Created attachment 128160 [details] netconsole-dump On the latest -nightly when running the following, a hard hang will sometimes present itself: ./nexuiz-linux-x86_64-glx -benchmark demos/demo1 -nosound 2>&1 | egrep -e '[0-9]+ frames' This has so far been hard to reproduce, so bisection has proved to be futile, but did finally get it to happen whilst netconsole was running. Please see attached.
Hmm, looks like quite general memory corruption. Probably due to the vma pinleak, i.e. the hardware was continuing to use pages returned to the system; calamity ensures.

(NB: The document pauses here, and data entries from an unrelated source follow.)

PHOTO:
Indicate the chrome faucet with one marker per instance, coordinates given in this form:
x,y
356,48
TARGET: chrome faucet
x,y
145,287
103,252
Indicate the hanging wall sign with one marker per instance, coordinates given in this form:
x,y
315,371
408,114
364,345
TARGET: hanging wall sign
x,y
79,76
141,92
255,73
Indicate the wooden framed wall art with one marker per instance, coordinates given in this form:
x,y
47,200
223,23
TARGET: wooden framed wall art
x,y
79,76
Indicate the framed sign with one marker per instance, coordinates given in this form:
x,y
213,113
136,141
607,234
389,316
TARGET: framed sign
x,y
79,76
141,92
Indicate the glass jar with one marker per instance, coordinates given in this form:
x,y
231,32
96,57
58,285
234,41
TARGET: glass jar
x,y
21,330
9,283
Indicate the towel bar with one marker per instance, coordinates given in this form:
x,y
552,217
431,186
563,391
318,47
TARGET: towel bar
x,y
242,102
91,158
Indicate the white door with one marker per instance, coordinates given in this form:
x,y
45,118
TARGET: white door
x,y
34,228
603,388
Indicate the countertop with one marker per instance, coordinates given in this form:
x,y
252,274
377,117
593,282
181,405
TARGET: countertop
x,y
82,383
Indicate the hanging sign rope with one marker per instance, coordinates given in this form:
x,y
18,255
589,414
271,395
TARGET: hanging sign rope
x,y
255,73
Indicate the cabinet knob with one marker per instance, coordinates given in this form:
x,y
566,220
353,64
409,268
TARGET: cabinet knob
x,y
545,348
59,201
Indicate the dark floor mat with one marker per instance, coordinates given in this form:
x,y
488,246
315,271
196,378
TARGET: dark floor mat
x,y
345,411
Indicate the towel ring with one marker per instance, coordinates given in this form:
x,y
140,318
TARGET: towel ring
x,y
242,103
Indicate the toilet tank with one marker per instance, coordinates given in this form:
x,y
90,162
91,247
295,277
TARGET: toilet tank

Alternatively, some other code went rogue and scribbled over large chunks of memory and just happened to write zero over the unpin_work...
Matthew whilst you still hopefully have that kernel, care to work out the line that died? 120 bytes from the base of the pointer...
120 bytes should be vma->vm i.e. the lockdep_assert_held(&vma->vm->dev->struct_mutex), and so vma is NULL. Given the persistence of GGTT vma (they are only destroyed when the object is) it seems more likely that there was another change of state. Still that loophole is closed by https://patchwork.freedesktop.org/series/15325/
Yeah, as expected the problematic line is: 0x000000000007c625 <+101>: mov 0x78(%rax),%rcx Which would be vma->fence, vma->vm would be 0x70, I guess I didn't have lockdep enabled...anyway as you said it looks like the vma is NULL. Now just need to figure out why...
*** Bug 99134 has been marked as a duplicate of this bug. ***
This still reproduces on 4.10-rc2.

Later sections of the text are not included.